If anyone could give me a few pointers, Id really appreciate it,

I need to choose between the two university offer one from Reading university and one from Tasmania university.

First of all i am from Sudan resident on Saudi Arabia i have experience on IT more than 10 years on networking and IT solutions now i am working as project manager.

I am looking to have business if i get chance for that or work as IT consulting.

Master degree will improve me and my career but as long as stay in Saudi Arabia it will not last for ever because they not provide ay citizenship and no jobs in my country as there no even good future.

So i am confuse because really UK degree is very strong and it is give me what i need as first point second point its faster it is only 1 year (12 month) third point its cheaper compare to my second offer from Australia univeristy, the only thing that its difficult to get citizenship and work opportunity is poor and life is hard there.

Australia university is to old it is the fourth university in world opened as first point, the degree can end as PHD holder or master depend on courses i take but uk only i will get master for PHD i have to apply for ti as second point, for third point i can take citizenship it is not hard work opportunity is open wide and life is easier compare to UK even i can save some money despite UK, but it is higher fees rate and long time take .

For me nothing guarantee for citizen ship and work but there is high chance or poor chance.

So with UK i will get degree but i have to get back to middle east and i dont know what it will end up with me, but offcourse here UK degree appropriate more than Aus it is more power here.

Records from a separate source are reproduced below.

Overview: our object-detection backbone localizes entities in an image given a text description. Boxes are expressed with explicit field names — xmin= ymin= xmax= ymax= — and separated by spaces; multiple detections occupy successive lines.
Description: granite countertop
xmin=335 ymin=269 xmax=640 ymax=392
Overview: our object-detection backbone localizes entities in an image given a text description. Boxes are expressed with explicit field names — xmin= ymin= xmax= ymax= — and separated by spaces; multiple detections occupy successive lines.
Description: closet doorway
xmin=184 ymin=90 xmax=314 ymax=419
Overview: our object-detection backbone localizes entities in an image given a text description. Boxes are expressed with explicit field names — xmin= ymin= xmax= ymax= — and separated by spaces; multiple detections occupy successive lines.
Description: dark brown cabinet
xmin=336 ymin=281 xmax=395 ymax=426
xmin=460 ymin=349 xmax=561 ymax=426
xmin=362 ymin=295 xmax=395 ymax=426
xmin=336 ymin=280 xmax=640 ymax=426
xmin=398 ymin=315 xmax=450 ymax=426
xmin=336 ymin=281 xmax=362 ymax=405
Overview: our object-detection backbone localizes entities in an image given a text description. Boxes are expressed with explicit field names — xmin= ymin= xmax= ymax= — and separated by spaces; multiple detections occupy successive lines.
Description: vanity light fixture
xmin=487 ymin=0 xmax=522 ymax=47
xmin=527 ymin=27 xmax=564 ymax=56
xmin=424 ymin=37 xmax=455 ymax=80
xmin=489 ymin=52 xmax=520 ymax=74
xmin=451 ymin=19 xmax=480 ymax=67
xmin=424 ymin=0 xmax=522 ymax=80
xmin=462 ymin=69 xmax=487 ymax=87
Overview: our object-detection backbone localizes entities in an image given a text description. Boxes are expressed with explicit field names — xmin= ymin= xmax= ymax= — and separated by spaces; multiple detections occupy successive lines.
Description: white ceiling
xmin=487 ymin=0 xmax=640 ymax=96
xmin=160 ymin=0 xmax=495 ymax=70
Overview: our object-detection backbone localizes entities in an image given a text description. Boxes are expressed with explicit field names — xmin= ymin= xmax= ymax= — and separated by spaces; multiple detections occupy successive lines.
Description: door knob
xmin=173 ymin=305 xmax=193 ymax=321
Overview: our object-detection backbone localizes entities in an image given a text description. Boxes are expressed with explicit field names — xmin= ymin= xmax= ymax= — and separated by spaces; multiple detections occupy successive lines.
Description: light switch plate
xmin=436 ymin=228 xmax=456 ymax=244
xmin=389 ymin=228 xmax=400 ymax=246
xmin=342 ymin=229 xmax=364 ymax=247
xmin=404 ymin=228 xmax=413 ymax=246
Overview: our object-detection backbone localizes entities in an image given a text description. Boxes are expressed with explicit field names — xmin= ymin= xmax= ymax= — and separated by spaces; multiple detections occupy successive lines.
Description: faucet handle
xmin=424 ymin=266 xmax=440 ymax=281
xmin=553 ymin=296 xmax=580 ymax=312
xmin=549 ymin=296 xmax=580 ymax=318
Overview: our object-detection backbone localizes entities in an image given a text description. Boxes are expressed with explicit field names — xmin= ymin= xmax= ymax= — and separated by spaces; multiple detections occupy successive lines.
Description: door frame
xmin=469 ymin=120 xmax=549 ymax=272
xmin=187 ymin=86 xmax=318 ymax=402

Or go Australia and maybe get citizen ship so i will have a place that i can turn back to when i get no chance in middle east.

MSc in Business Technology Consulting (full-time) at Henley Business School -Reading University


Master of Information Technology and Systems – University of Tasmania


i pass the stage which is talking to family and close friend, i am not looking for directing my life but to get a opinion and wise...

i came here because ppl from AU will give me at least information about this university or this area i mean Tasmania as life for new ppl or education issues, also they can give me advise whither this course is good and it will open for you jobs chances in AU easy or there no big value for it that will help me more to decide...

Also some maybe have idea about UK and could give some points to adjust my judge for better...

Beside maybe here some ppl expert in education or in IT field and they can let me now whither both course is good for future and it is needed in market or not..

For me my heart says MSc in Business Technology Consulting (full-time) at Henley Business School -Reading University is better as it is near to what i want and also i am not intended to work as technical wise only for ever because of age off course and companies like younger more but i am looking to be consultant or work in managerial area, this course has all business and consulting and managerial but in Technology filed.

But as country off course my heart will choose AU because it is provide better life chances and jobs opportunity.

So your Advise will give me more

Thanks


----------



## swwm2004 (Jan 27, 2014)

UP 11111 Pls HELP and advise


----------